- Valley Township Location within the state of Michigan
- Coordinates: 42°33′17″N 85°57′24″W﻿ / ﻿42.55472°N 85.95667°W
- Country: United States
- State: Michigan
- County: Allegan

Area
- • Total: 36.0 sq mi (93.2 km^{2})
- • Land: 32.9 sq mi (85.3 km^{2})
- • Water: 3.1 sq mi (7.9 km^{2})
- Elevation: 659 ft (201 m)

Population (2020)
- • Total: 2,221
- • Density: 67.4/sq mi (26.0/km^{2})
- Time zone: UTC-5 (Eastern (EST))
- • Summer (DST): UTC-4 (EDT)
- FIPS code: 26-81580
- GNIS feature ID: 1627188
- Website: www.valleytwp.org

= Valley Township, Michigan =

Valley Township is a civil township of Allegan County in the U.S. state of Michigan. The population was 2,221 at the 2020 census.

==Geography==
According to the United States Census Bureau, the township has a total area of 93.2 km2, of which 85.3 km2 is land and 7.9 km2, or 8.50%, is water.

==Demographics==
As of the census of 2000, there were 1,831 people, 680 households, and 531 families residing in the township. The population density was 55.6 PD/sqmi. There were 775 housing units at an average density of 23.5 per square mile (9.1/km^{2}). The racial makeup of the township was 95.74% White, 1.91% African American, 0.44% Native American, 0.33% Asian, 1.09% from other races, and 0.49% from two or more races. Hispanic or Latino of any race were 1.97% of the population.

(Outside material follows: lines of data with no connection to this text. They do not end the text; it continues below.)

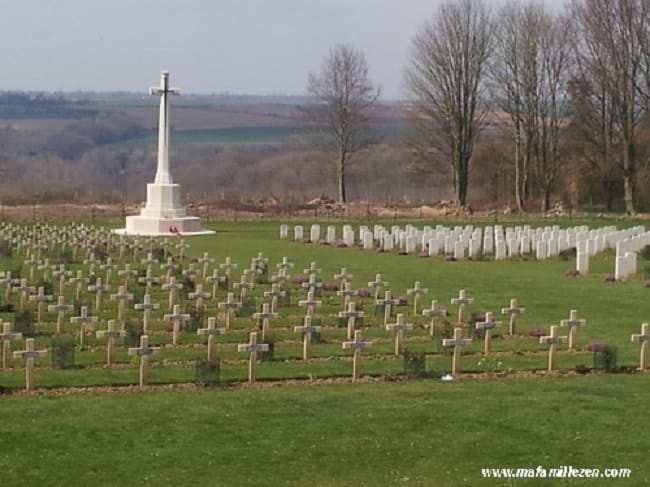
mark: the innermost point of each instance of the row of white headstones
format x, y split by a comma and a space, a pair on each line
497, 241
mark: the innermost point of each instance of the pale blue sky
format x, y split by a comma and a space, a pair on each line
209, 46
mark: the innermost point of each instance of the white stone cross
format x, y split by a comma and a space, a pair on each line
111, 333
310, 303
488, 324
228, 266
347, 292
29, 354
148, 280
215, 279
230, 305
344, 276
457, 342
143, 351
252, 347
435, 312
172, 286
7, 337
146, 308
60, 308
122, 296
176, 319
163, 174
83, 320
41, 298
80, 281
399, 327
357, 345
62, 274
108, 269
274, 294
243, 287
199, 295
206, 260
168, 268
128, 274
351, 314
573, 323
417, 292
211, 331
643, 338
24, 291
553, 339
514, 311
388, 302
306, 329
377, 284
264, 317
461, 301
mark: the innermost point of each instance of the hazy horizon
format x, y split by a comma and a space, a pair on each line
246, 47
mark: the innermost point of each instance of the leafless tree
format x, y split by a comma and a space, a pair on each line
611, 44
446, 79
342, 92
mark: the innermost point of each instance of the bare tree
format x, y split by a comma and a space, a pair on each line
610, 47
446, 79
342, 93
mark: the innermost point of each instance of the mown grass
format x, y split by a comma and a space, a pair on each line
421, 432
415, 433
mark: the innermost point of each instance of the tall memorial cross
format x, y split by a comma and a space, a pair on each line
457, 342
462, 300
29, 354
553, 340
144, 351
435, 312
230, 305
163, 174
377, 284
573, 323
7, 337
310, 303
122, 296
514, 311
357, 345
252, 347
274, 294
83, 320
417, 292
111, 333
388, 302
643, 338
307, 329
264, 317
176, 318
488, 324
399, 327
172, 286
351, 314
147, 307
211, 332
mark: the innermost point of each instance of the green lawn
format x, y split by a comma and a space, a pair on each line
419, 432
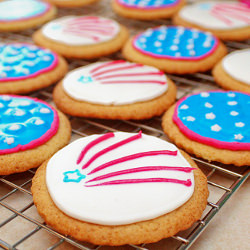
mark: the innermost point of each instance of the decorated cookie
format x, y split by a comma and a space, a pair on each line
115, 90
82, 36
70, 3
233, 71
175, 49
30, 132
229, 20
147, 9
124, 185
16, 15
26, 67
212, 125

There were 680 households, out of which 34.0% had children under the age of 18 living with them, 66.0% were married couples living together, 8.4% had a female householder with no husband present, and 21.8% were non-families. 15.9% of all households were made up of individuals, and 4.7% had someone living alone who was 65 years of age or older. The average household size was 2.68 and the average family size was 2.98.

In the township the population was spread out, with 25.5% under the age of 18, 5.8% from 18 to 24, 30.8% from 25 to 44, 27.9% from 45 to 64, and 9.9% who were 65 years of age or older. The median age was 38 years. For every 100 females, there were 100.1 males. For every 100 females age 18 and over, there were 99.7 males.

The median income for a household in the township was $48,672, and the median income for a family was $52,893. Males had a median income of $36,026 versus $27,278 for females. The per capita income for the township was $21,990. About 4.7% of families and 6.2% of the population were below the poverty line, including 7.3% of those under age 18 and 1.1% of those age 65 or over.